Thursday, April 14, 2016

Call for a Microsoft PowerShell Czar

This is an open plea to Microsoft for the creation of the internal position of PowerShell Czar.

There is a PowerShell UserVoice suggestion to open source the AD module that is quickly accumulating votes. https://windowsserver.uservoice.com/forums/301869-powershell/suggestions/13350033-open-source-the-activedirectory-powershell-module

This is not users requesting a feature or a fix. This is exasperated users giving up hope that Microsoft will make basic improvements to the product.

There are too many teams at Microsoft that years ago came out with a reasonable (for the time) first version of the PowerShell module for their product, but have never followed up with v2. When they release a new version of their product, they make some minor changes to the PowerShell module that are related to new features in the core product. But they don’t understand that the PowerShell module is an integral part of their product, deserving of and requiring the same continuous improvement as the rest of their product, and it never matures past the level of barely good enough for a first release.

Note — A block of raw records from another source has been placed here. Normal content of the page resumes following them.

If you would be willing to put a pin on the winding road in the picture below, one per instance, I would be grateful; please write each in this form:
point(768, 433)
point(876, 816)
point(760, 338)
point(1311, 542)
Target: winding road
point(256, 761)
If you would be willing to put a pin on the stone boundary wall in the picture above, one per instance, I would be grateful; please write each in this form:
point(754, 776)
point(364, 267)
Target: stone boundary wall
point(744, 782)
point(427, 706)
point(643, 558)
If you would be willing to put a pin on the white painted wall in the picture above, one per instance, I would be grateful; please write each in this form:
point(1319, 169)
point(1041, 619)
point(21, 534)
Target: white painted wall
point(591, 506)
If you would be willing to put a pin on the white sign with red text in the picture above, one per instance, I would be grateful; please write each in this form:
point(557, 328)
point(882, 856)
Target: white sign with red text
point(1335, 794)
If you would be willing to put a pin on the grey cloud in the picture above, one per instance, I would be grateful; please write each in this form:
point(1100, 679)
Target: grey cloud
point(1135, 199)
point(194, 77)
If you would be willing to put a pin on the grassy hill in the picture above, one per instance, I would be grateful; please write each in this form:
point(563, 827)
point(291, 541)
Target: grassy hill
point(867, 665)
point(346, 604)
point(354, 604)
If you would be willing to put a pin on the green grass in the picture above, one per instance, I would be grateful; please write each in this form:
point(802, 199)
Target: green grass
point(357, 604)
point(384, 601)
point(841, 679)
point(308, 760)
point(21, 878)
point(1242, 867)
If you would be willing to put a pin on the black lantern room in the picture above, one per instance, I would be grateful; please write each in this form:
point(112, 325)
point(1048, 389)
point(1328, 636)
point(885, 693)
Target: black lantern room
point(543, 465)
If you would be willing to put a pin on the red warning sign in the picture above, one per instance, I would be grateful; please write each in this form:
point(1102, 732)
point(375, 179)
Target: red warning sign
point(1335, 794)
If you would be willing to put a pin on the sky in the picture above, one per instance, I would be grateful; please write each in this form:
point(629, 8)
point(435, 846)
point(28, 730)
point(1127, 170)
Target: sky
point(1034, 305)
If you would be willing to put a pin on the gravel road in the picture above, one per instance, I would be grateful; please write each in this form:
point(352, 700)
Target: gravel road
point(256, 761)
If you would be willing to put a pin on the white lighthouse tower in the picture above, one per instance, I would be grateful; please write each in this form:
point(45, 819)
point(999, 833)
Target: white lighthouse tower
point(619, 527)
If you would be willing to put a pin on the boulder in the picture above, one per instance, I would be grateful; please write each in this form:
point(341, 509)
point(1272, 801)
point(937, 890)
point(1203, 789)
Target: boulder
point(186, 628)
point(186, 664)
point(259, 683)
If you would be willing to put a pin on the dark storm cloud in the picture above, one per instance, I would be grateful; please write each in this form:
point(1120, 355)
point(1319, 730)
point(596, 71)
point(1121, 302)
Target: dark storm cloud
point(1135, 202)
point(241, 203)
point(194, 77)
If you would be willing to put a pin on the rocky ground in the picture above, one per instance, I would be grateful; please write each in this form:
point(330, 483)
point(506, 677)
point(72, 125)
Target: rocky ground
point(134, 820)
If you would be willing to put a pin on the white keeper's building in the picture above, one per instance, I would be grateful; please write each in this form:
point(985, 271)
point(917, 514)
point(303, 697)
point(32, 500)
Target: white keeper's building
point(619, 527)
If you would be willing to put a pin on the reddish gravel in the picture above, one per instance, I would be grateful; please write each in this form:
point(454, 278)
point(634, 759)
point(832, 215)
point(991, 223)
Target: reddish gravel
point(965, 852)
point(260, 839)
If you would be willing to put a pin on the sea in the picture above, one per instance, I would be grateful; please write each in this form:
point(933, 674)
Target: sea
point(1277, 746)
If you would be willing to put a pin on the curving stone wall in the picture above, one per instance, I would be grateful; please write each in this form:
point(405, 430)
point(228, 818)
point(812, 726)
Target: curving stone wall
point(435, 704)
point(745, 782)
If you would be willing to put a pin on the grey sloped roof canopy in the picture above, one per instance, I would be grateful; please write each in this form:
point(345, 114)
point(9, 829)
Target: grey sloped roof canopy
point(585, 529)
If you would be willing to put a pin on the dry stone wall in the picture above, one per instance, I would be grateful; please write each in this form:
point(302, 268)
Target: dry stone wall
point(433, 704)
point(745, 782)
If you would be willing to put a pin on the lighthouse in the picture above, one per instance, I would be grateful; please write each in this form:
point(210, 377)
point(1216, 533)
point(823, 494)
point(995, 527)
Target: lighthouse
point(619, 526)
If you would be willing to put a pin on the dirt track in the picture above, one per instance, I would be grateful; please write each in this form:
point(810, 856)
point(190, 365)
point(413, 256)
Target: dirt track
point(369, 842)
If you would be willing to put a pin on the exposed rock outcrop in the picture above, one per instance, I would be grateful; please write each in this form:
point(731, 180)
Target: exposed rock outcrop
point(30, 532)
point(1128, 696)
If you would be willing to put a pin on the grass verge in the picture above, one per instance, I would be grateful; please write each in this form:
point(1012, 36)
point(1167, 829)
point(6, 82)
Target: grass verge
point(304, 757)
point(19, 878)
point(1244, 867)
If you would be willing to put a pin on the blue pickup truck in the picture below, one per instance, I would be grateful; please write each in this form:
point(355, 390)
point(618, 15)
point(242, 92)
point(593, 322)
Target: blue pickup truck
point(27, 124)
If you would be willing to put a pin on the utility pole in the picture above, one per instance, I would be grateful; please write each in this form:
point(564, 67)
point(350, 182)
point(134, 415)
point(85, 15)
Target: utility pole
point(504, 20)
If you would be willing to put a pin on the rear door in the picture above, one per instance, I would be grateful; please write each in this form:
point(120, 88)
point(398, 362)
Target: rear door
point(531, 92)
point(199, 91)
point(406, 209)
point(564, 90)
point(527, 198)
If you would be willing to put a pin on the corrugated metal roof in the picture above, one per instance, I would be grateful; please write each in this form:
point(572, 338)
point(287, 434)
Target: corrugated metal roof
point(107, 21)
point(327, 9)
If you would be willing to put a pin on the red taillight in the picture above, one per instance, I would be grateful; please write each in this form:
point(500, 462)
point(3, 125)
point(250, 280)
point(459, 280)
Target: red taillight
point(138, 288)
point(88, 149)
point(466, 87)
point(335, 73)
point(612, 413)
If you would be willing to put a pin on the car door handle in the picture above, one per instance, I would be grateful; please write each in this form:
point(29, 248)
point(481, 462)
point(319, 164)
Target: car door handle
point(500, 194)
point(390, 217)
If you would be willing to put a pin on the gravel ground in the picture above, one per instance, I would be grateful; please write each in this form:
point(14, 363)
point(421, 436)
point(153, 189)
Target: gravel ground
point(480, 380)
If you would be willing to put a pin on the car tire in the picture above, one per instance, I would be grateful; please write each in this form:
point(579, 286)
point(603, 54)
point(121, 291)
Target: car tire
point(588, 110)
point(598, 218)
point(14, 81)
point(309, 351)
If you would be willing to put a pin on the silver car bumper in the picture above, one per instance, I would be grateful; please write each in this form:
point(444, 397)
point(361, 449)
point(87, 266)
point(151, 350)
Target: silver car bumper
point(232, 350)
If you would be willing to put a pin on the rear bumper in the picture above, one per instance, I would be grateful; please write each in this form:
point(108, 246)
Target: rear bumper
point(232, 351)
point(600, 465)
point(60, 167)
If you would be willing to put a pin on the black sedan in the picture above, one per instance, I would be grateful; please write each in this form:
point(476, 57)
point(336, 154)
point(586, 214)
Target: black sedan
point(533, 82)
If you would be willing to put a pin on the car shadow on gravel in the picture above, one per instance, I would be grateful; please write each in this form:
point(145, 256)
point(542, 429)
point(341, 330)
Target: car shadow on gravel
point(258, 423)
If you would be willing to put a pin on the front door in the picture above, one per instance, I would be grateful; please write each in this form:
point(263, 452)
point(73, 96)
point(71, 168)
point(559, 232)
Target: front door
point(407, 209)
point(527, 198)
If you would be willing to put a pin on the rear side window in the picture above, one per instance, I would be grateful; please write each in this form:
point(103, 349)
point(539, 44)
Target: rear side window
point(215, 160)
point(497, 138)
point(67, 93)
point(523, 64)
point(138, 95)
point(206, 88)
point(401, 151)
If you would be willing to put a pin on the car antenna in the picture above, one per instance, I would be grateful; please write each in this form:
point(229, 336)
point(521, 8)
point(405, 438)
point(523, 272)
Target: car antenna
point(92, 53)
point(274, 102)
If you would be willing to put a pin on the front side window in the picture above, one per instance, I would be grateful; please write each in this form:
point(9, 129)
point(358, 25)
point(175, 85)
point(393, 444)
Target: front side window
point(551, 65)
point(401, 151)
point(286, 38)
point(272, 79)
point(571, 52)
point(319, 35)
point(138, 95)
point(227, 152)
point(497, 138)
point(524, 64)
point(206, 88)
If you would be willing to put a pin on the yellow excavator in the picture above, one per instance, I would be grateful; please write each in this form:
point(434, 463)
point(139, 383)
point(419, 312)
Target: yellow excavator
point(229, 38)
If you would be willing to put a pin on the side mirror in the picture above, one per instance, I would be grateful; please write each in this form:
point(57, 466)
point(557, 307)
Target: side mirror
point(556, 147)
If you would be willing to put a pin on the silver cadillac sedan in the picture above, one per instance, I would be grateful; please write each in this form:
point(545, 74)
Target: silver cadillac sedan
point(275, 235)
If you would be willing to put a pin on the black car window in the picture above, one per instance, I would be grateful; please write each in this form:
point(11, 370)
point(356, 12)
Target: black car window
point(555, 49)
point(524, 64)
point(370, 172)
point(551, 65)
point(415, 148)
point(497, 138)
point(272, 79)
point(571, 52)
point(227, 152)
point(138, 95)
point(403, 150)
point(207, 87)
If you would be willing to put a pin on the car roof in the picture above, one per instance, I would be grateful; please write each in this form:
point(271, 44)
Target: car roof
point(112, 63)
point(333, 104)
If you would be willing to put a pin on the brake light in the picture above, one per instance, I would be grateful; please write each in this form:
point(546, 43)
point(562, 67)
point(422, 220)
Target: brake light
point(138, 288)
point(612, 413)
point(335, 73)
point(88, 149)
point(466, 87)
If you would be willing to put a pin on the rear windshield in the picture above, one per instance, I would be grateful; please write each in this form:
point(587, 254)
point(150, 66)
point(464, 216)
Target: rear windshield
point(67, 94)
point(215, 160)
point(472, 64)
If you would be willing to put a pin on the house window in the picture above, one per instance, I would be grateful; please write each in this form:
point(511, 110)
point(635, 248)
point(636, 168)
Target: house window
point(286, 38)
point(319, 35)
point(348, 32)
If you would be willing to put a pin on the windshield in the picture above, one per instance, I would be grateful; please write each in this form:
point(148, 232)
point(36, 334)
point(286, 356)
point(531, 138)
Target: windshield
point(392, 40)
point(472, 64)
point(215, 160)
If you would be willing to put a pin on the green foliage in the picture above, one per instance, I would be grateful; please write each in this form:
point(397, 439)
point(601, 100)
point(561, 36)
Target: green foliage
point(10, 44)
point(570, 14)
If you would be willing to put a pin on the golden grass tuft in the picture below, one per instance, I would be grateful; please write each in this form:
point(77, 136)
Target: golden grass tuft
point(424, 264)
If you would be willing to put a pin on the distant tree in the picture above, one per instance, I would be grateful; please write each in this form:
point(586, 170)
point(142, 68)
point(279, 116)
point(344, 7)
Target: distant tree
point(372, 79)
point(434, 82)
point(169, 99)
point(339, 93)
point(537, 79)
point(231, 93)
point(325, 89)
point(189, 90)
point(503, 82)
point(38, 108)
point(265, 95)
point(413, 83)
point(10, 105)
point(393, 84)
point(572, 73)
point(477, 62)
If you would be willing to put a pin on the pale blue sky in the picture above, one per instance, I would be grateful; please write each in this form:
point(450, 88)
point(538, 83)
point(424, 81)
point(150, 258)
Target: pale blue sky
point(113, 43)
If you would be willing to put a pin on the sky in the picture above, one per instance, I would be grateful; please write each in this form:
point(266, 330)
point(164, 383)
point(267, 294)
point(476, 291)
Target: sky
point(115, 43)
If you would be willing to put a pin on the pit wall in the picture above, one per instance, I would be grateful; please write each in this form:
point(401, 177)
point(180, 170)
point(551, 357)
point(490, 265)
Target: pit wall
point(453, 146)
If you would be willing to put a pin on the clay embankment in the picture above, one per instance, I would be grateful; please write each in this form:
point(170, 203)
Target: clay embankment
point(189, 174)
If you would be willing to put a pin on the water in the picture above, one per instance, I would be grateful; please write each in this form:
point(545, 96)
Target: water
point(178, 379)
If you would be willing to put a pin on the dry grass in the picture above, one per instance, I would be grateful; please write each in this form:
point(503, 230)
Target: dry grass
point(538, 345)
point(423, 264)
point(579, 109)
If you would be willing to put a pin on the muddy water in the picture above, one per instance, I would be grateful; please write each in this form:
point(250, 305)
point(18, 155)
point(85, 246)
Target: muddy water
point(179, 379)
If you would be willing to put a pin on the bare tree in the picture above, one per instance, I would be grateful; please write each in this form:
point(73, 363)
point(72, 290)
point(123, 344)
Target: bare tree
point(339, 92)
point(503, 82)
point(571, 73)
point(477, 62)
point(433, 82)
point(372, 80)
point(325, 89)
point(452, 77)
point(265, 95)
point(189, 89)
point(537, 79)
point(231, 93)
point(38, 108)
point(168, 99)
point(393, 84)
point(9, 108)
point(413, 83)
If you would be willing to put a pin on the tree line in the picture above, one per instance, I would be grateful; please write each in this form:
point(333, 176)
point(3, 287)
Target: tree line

It has been ten years now, and too many teams at Microsoft have demonstrated that left to their own devices, they are not willing or able to produce the quality of PowerShell integration that we need.

Microsoft needs to create a PowerShell Czar. They can, of course, replace that silly title with one of the standard Microsoft silly titles, but the role would be the same.

The Czar would have the power to write and enforce PowerShell standards across the organization. The Czar would prevent releases from releasing if the PowerShell isn’t ready. The Czar would require teams to fill gaps in the PowerShell interface. The Czar would prevent desktop teams from locking in a pre-release version of PowerShell. The Czar would prevent teams from using non-standard parameter names and cmdlet names that are so long they wrap around the screen. The Czar would require implementations that are intuitive to PowerShell scripters, rather than to product architects. The Czar would require all MSDN articles about .Net objects to have PowerShell examples. The Czar would require MSDN articles about PowerShell .Net object be as complete as articles about other .Net objects. The Czar would require fixes to .Net objects that break PowerShell functionality that depends on them.

If Microsoft has another, less authoritarian way of accomplishing the same goals, fine, do it that way. But the current way is not working. This needs to be fixed. Microsoft, please make it happen.